Sam, 27, said the family, like Mr Fitton originally from Bath in Somerset, “are absolutely shattered by this news” and are “still trying to process” the information.

He added: “For a man of Jim’s age, 15 years in an Iraqi prison is tantamount to a death sentence – particularly for such a trivial and dubious crime, a crime that Jim was not even aware of.

“We are completely heartbroken that our own best efforts, a strong legal defence and constant campaigning, have led to this outcome.

“We are disappointed, indeed stunned, at our own government’s total lack of action in this case to date. We are raising an appeal and will continue to fight for Jim’s freedom. We urge the Government to open lines of communication with us at a senior level”.

Mr Fitton’s lawyer said he would appeal the verdict on the grounds that there was no criminal intent.

German Volker Waldmann, nicked with Mr Fitton, was acquitted of the same charge following their arrest at Baghdad International Airport on March 20.

Mr Waldmann told the court the two pieces allegedly found in his luggage did not belong to him.

But Mr Fitton said he took the items as souvenirs while visiting an ancient Mesopotamian site at Eridu, in south-east Iraq, left.

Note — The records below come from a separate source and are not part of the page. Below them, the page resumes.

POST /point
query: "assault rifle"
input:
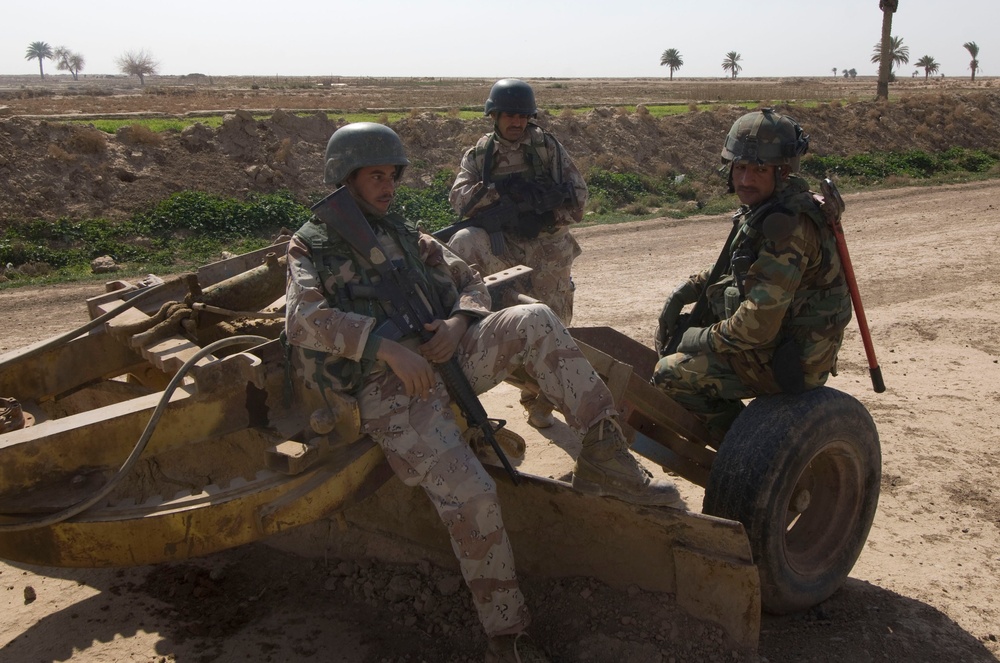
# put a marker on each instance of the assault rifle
(524, 215)
(408, 305)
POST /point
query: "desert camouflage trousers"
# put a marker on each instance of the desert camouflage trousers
(550, 257)
(424, 446)
(713, 386)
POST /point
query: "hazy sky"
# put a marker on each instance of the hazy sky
(519, 38)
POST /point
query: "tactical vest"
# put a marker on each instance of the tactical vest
(827, 307)
(328, 253)
(536, 153)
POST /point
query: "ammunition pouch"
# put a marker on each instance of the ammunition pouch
(732, 298)
(786, 365)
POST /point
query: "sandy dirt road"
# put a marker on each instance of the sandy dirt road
(926, 588)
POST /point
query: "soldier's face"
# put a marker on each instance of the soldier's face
(753, 183)
(512, 125)
(376, 185)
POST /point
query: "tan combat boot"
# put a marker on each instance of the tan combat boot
(514, 649)
(539, 409)
(606, 467)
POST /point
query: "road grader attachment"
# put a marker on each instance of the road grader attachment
(168, 428)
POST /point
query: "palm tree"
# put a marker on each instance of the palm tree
(67, 60)
(731, 63)
(888, 8)
(671, 58)
(974, 52)
(38, 50)
(897, 53)
(929, 66)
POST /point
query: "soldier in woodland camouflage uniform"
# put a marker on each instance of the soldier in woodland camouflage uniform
(403, 402)
(515, 156)
(779, 313)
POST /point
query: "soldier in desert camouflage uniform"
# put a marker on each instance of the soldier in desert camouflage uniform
(403, 402)
(778, 315)
(516, 156)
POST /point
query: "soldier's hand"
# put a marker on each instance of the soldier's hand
(668, 319)
(447, 335)
(430, 250)
(695, 341)
(413, 370)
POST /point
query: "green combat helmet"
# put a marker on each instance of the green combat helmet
(361, 144)
(511, 95)
(766, 138)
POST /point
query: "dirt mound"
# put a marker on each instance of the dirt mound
(54, 169)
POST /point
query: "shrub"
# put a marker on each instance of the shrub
(428, 205)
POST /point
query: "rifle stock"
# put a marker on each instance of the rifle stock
(832, 197)
(410, 307)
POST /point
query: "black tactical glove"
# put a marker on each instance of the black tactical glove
(510, 186)
(529, 224)
(685, 294)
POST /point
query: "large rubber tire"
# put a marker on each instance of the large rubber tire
(802, 474)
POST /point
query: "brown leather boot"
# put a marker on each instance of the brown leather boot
(605, 466)
(514, 649)
(539, 409)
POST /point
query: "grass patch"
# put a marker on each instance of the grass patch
(191, 228)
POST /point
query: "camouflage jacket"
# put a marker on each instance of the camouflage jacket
(336, 335)
(786, 280)
(537, 155)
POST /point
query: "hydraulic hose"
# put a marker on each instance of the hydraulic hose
(140, 446)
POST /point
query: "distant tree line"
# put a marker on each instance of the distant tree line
(889, 52)
(131, 63)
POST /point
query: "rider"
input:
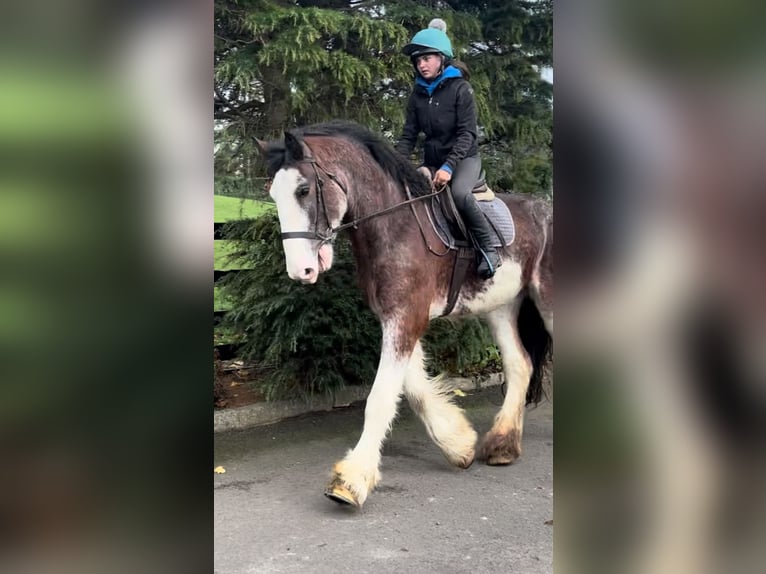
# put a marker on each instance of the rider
(442, 106)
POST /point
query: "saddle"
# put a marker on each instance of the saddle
(452, 231)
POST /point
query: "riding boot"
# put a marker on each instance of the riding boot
(478, 226)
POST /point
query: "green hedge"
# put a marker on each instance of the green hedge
(319, 338)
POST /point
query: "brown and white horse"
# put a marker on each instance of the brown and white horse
(340, 176)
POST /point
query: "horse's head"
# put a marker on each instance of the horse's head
(311, 202)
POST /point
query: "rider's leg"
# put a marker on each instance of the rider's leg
(464, 177)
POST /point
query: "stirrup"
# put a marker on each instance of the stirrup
(487, 268)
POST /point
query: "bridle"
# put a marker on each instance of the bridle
(331, 232)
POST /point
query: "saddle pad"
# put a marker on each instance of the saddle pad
(498, 214)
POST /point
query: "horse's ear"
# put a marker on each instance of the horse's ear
(293, 146)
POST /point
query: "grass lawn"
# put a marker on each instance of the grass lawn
(230, 208)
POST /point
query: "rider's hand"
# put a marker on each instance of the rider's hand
(441, 178)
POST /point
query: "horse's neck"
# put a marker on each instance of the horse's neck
(382, 236)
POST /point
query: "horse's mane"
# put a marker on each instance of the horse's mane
(384, 154)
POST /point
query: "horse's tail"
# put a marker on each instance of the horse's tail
(535, 335)
(539, 345)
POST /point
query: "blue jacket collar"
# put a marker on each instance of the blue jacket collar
(449, 72)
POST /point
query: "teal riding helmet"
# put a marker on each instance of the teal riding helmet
(428, 41)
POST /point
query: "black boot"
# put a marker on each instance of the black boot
(478, 226)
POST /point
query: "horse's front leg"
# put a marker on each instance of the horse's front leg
(354, 477)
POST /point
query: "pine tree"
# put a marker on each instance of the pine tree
(286, 63)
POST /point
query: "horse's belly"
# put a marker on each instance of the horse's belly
(503, 288)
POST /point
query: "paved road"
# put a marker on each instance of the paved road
(425, 516)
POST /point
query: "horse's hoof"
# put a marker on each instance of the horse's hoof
(341, 495)
(500, 460)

Officials have said that the fragments could be considered as archaeological antiquities as they are at least 200 years old.

Bath MP Wera Hobhouse said: “There is now no other option but for the Foreign Secretary to intervene.”

But the Foreign Office has said previously it cannot interfere with the judicial process of another country, though it made clear its opposition to the death penalty.